Amo la mia Terra. Una Terra piena di contraddizioni e di chiaro scuri. Ma orgogliosa e ancora selvaggia in parte. Ci torno spesso. Sto bene quando cammino per quelle strade e quando incontro le persone con cui sono cresciuto e che ho amato. Mi fanno sempre sentire orgoglioso di appartenere a questi luoghi. Vorrei e mi piacerebbe che la politica si occupasse di più delle aree interne, dei piccoli paesi che compongono il mosaico di una terra antica che è stata attraversata da pastori e briganti, da poeti e da viaggiatori discreti. Il mio è un legame indissolubile. E in ogni mia opera c’è un po’ della mia terra.

Cinema e Sud, due tematiche rispettivamente molto attuali. Come pensi che il cinema possa essere d’aiuto per i territori del Sud, che a causa del Covid, vivono quotidianamente situazioni ancora più difficili?

Il cinema è una risorsa incredibile.
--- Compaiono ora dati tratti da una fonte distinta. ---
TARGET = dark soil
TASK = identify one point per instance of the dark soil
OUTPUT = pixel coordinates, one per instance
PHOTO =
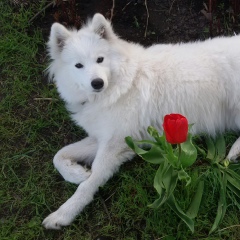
(169, 20)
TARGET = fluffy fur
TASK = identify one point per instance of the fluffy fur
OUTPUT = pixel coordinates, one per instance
(136, 87)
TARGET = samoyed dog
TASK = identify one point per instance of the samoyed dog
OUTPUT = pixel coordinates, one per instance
(114, 88)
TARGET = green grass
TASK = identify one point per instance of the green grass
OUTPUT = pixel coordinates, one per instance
(32, 131)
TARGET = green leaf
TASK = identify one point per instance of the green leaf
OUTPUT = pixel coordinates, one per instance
(234, 182)
(220, 148)
(233, 172)
(176, 208)
(155, 134)
(134, 146)
(211, 149)
(165, 182)
(222, 204)
(182, 175)
(158, 202)
(188, 152)
(153, 155)
(171, 157)
(201, 151)
(195, 204)
(158, 185)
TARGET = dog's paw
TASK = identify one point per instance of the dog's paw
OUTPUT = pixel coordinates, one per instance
(72, 172)
(57, 220)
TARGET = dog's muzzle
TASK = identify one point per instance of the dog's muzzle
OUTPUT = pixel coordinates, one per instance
(97, 84)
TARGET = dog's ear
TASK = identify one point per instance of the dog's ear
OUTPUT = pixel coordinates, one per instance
(58, 36)
(102, 27)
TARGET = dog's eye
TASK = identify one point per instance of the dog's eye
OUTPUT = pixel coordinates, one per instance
(100, 59)
(79, 65)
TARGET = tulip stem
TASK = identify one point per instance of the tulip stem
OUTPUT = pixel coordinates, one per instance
(179, 154)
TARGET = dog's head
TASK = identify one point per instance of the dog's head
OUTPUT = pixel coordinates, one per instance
(81, 60)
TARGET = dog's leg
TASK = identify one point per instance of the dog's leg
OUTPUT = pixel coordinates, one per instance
(234, 152)
(67, 160)
(108, 159)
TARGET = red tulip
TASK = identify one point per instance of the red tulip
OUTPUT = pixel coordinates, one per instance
(176, 128)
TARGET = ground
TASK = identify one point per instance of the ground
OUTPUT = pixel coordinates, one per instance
(35, 125)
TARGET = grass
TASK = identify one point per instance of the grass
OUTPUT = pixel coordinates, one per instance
(32, 131)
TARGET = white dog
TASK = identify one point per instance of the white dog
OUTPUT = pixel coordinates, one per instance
(114, 88)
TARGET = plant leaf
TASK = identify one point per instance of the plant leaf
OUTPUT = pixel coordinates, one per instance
(176, 208)
(220, 148)
(153, 155)
(211, 149)
(195, 204)
(158, 202)
(188, 152)
(182, 175)
(222, 205)
(134, 146)
(234, 182)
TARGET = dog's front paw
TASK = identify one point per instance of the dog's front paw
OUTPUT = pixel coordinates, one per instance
(56, 220)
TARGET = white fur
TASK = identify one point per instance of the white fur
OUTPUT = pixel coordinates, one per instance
(200, 80)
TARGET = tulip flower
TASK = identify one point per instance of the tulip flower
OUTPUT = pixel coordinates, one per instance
(176, 128)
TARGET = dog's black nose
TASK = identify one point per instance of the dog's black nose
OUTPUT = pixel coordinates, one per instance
(97, 83)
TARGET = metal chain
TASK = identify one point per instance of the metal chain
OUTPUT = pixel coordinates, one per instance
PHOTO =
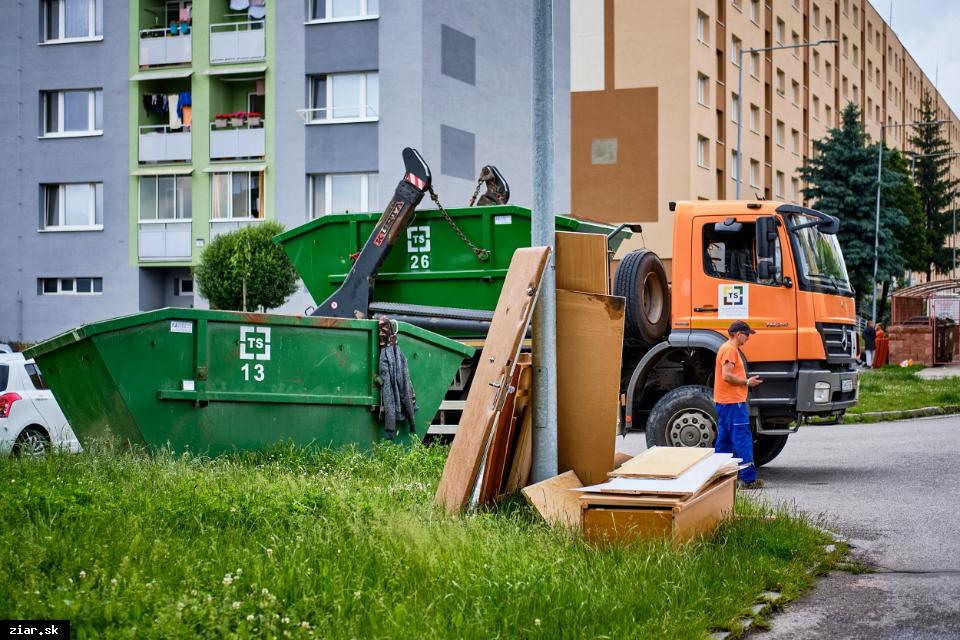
(482, 254)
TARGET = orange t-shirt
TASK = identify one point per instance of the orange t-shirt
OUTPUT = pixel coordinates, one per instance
(723, 391)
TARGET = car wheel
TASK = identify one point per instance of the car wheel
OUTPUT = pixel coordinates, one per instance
(32, 442)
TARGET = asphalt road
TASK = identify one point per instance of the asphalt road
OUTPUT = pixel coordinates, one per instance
(892, 490)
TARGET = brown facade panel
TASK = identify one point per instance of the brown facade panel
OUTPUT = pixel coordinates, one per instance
(614, 181)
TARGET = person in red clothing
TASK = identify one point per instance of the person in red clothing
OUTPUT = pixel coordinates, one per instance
(730, 385)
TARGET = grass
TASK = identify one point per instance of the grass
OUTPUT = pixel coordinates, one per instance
(347, 545)
(898, 389)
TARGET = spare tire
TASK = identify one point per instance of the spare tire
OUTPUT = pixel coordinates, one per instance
(642, 280)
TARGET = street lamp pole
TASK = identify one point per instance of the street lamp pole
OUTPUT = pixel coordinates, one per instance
(740, 95)
(876, 228)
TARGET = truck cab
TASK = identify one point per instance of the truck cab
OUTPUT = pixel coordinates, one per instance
(778, 267)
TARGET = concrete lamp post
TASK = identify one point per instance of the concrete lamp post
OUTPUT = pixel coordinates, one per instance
(876, 229)
(802, 45)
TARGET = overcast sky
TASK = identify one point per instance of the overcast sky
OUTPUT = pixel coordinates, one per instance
(930, 30)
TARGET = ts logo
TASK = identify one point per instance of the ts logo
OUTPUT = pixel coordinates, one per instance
(254, 343)
(733, 295)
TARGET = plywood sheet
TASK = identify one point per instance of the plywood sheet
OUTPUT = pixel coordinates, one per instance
(589, 349)
(554, 500)
(582, 262)
(662, 462)
(493, 375)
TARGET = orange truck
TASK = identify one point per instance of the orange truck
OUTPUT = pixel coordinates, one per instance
(777, 266)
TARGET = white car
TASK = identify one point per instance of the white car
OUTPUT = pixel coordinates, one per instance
(31, 422)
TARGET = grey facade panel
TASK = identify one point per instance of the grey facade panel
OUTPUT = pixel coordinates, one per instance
(342, 46)
(457, 153)
(458, 55)
(340, 148)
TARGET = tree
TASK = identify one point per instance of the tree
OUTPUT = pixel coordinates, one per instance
(842, 182)
(244, 270)
(935, 186)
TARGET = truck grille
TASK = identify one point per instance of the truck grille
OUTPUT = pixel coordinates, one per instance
(839, 341)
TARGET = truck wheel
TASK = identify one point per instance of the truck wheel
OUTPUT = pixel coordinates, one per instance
(684, 417)
(766, 448)
(642, 280)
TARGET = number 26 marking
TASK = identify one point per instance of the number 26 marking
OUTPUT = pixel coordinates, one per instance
(258, 372)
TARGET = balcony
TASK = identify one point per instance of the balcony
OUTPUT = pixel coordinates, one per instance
(160, 143)
(164, 239)
(237, 42)
(234, 138)
(160, 47)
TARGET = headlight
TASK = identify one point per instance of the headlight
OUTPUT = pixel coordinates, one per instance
(821, 392)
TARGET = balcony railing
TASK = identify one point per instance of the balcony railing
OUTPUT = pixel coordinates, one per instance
(220, 226)
(160, 143)
(159, 47)
(342, 113)
(237, 41)
(247, 141)
(164, 239)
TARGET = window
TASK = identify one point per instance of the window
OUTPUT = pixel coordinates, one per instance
(730, 252)
(344, 96)
(65, 20)
(71, 207)
(755, 64)
(703, 27)
(166, 198)
(342, 192)
(754, 118)
(69, 286)
(333, 10)
(703, 89)
(735, 47)
(72, 113)
(236, 195)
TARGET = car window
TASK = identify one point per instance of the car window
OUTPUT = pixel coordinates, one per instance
(34, 372)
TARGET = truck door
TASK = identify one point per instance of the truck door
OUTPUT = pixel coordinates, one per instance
(726, 286)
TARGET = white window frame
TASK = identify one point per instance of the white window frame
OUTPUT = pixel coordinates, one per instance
(91, 115)
(328, 192)
(176, 201)
(365, 13)
(61, 292)
(92, 35)
(229, 208)
(61, 187)
(311, 113)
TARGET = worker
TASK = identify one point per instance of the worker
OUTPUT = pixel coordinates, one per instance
(869, 342)
(730, 385)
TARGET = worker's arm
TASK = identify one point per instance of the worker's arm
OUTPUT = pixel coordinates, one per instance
(728, 376)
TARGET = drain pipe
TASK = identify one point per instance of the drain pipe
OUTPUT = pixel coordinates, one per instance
(542, 234)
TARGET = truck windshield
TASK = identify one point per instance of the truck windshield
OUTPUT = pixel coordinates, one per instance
(819, 258)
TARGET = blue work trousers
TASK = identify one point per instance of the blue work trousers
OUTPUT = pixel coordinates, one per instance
(733, 436)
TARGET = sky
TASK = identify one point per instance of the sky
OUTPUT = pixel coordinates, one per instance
(930, 31)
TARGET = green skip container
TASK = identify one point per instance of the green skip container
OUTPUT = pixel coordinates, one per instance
(213, 382)
(430, 265)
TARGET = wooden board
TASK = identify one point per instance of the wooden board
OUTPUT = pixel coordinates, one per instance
(662, 462)
(589, 348)
(493, 374)
(554, 500)
(582, 262)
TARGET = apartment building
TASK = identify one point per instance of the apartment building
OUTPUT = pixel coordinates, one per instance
(144, 129)
(656, 99)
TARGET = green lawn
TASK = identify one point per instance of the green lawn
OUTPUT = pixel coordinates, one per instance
(896, 388)
(349, 545)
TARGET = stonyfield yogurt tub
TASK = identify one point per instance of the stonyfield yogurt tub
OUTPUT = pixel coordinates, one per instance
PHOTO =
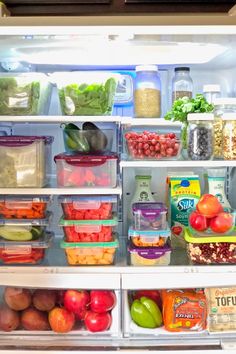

È il racconto vero e a volte crudo di realtà difficili o meravigliose. I miei film li ho praticamente girati quasi tutti al Sud. Racconti di ferite aperte e di grandi ripartenze. Come il racconto del mio primo lungometraggio Due Euro l’Ora che nasce da un fatto di cronaca e che racconta la storia di operaie costrette a lavorare per pochi euro al soldo di uno sfruttatore. Abbiamo girato in Irpinia a Montemarano, e un paese intero si è messo al servizio del film.
Il compito del cinema è proprio questo. La condivisione di una idea e di un progetto insieme al rilancio di un territorio. Il cinema del dopoguerra nel nostro Paese ha raccontato la ricostruzione di un Paese che veniva dalla guerra e che si leccava le ferite. Grandi autori che hanno raccontato l’Italia. Da De Sica a Pasolini, da Luchino Visconti a Rossellini. Oggi potrebbe accadere lo stesso. Raccontare con immagini e storie come possiamo uscire da questa crisi e ricostruire tutto. Il cinema è sempre respiro in un mondo in apnea. E da sempre i territori, anche quelli più remoti, possono vivere di luce propria attraverso una storia ben costruita e raccontata. Bisognerebbe portare autori e macchine da presa in questi luoghi. E cercare di raccontare ferite e splendori di un meridione che riesce sempre a trovare una via di fuga a disastri e crisi.